13. They want to allow oil companies to rape America’s environmental treasures for any trace amount of oil.
14. They refuse to give aid to the American people who go through natural disasters.
15. They want to end funding for natural disaster warning systems.
16. They want to take away the right to vote.
17. They want to make abortion illegal, even in cases of rape.
18. They want to abolish the corporate income tax.
19. They want to raise YOUR taxes but not taxes on the wealthy.
20. They want to end workplace safety regulations.
21. They ARE racists.
22. They disrespect the President at every opportunity.
23. They don’t support health care for every American citizen.
24. They want to allow health insurance companies to drop people.
25. They want to abolish the Environmental Protection Agency.
26. They want to illegally spy on American citizens.
27. They want more wars.
28. They want to indoctrinate our kids.
29. They want to make laws requiring every person to own a gun whether you like guns or not.
30. They want kill Planned Parenthood and end critical health care services for women.
31. They want to ban contraceptives and condoms.

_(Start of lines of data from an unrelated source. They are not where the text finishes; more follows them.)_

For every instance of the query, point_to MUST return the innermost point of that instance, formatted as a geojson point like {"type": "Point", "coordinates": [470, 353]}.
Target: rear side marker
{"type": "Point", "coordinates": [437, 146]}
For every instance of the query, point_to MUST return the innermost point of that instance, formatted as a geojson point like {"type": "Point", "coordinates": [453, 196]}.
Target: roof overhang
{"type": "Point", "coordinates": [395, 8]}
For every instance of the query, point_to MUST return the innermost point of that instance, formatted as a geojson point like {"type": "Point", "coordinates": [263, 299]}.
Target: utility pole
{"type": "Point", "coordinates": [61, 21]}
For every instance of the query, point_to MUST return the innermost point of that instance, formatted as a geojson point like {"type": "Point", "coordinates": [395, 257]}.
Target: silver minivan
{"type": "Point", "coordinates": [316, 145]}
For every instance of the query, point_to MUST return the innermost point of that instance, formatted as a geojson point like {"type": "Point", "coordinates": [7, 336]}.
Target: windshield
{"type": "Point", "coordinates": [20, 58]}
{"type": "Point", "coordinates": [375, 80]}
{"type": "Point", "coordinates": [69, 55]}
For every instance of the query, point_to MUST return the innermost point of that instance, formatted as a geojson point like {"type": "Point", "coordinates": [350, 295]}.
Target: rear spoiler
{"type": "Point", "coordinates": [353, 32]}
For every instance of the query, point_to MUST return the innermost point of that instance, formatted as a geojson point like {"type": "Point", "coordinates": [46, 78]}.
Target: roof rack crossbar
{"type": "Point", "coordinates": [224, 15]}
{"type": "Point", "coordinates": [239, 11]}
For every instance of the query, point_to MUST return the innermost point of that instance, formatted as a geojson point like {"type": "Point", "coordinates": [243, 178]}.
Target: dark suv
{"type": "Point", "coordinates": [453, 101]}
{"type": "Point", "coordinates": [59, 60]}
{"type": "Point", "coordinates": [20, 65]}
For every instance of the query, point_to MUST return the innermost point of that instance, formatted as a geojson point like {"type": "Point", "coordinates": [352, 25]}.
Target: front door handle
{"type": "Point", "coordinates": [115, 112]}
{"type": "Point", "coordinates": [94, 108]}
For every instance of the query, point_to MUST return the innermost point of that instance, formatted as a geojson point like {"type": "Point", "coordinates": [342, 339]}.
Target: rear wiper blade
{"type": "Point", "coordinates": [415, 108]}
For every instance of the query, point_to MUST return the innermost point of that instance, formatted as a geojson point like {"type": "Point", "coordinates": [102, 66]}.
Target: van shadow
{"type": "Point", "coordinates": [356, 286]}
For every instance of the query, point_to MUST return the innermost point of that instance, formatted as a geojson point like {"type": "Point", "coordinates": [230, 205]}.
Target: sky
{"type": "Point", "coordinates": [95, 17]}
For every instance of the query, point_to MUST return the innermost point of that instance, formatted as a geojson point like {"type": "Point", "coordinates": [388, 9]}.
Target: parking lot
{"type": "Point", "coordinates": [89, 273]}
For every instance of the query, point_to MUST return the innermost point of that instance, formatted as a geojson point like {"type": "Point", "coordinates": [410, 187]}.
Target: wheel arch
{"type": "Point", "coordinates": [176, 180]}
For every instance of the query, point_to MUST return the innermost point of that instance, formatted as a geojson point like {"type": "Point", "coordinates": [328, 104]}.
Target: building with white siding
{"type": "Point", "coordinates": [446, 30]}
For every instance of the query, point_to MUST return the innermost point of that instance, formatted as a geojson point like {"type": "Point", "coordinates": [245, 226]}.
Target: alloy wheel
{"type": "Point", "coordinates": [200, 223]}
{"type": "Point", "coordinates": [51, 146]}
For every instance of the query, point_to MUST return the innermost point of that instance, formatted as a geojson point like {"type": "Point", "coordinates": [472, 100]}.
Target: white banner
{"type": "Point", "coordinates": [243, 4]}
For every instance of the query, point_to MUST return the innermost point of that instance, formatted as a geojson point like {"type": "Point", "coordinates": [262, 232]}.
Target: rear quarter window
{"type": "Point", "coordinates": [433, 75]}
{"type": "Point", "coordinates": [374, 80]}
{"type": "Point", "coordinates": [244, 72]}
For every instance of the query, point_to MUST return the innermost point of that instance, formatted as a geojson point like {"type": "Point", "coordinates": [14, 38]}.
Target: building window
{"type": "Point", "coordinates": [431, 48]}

32. They want to kill homosexuals.
33. They want to end unemployment benefits.
34. They want our infrastructure to crumble.
35. They want to end the independent judiciary branch, and turn it into a strictly conservative branch.
36. They want to keep women from earning equal pay for equal work.
37. They want President Obama to fail at all costs.
38. They want to continue the same failed economic policies that put us into a recession.
39. They rewrite and distort history.
40. They want to end public education for all.
41. They want to repeal the Voting Rights Act.
42. They care more about Wall Street than they do about Main Street.
43. They have voted to end 1.9 million jobs and have created zero.
44. They want to make it legal to kill doctors who provide abortions.
45. They want to reinstate ‘Don’t Ask, Don’t Tell.
46. They encourage gun violence.
47. They refuse to vote for cleaner, more efficient energy sources.
48. They want to deport hispanics, whether they were born here or not.
49. They support Israel’s President over our own.
50. They want to abolish minimum wage laws.
51. They think corporations are people.
52. They want to repeal portions of the Constitution.
53. They want to pull America out of the United Nations.
54. They support torture.
55. They want to teach creationism in schools.
56. They reject science.
57. They want to make cohabitation before marriage a crime.
58. They want to allow health insurance companies to not cover sick children.
59. They want to end food stamps.
60. They make government ineffective.
61. They want to take away your pensions.
62. They want to privatize prisons to put more people in jail.
63. They want to end your right to collectively bargain with your employer.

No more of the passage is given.